Purtroppo i tempi sono quelli della caccia alle streghe. Questa volta parliamo di streghe così crudeli che decidono per problemi di salute, loro e del feto che portano in grembo, di abortire. E sono così cattive e così disumane che una folta schiera di medici si prodigherà a mantenere in vita questi feti anche contro il volere della madre. Parliamo di feti che avranno al massimo 22 settimane, una ‘vita’ troppo breve e troppo precaria perchè possa garantirne la sopravvivenza e la maturazione fuori dal grembo materno.

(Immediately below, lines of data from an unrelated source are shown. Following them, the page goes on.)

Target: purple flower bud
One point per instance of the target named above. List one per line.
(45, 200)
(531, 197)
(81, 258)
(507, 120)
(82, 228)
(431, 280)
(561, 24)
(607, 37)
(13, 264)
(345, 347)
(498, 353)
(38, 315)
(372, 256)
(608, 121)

La questione solleva alla sottoscritta parecchie riflessioni.
1) Può un qualcosa che non può vivere da solo (e per vivere intendo respirare e nutrirsi non artificialmente) avere più diritti di una persona in carne e ossa che ha vita, una storia?
2) Chi ha il diritto di opporsi ad una decisione presa in piena coscienza e consapevolezza di quello che accade? Non basta semplicemente fare obiezione di coscienza?
3) Perchè non si può disporre in piena libertà del proprio corpo?
Altre volte mi sono espressa contro questa morale bigotta che vede le donne che devono ricorrere all’aborto come mostri in carne ed ossa, contro ogni misura che criminalizza una decisione che non è mai presa a cuor leggero ma che è frutto di un profondo travaglio interiore. Oggi ci risiamo. Perchè è ammissibile questa violenza? Di questo si tratta. Perchè costringerà di nuovo le donne ad praticare l’aborto in clandestinità per la paura di incorrere in un medico “resurrezionalista”?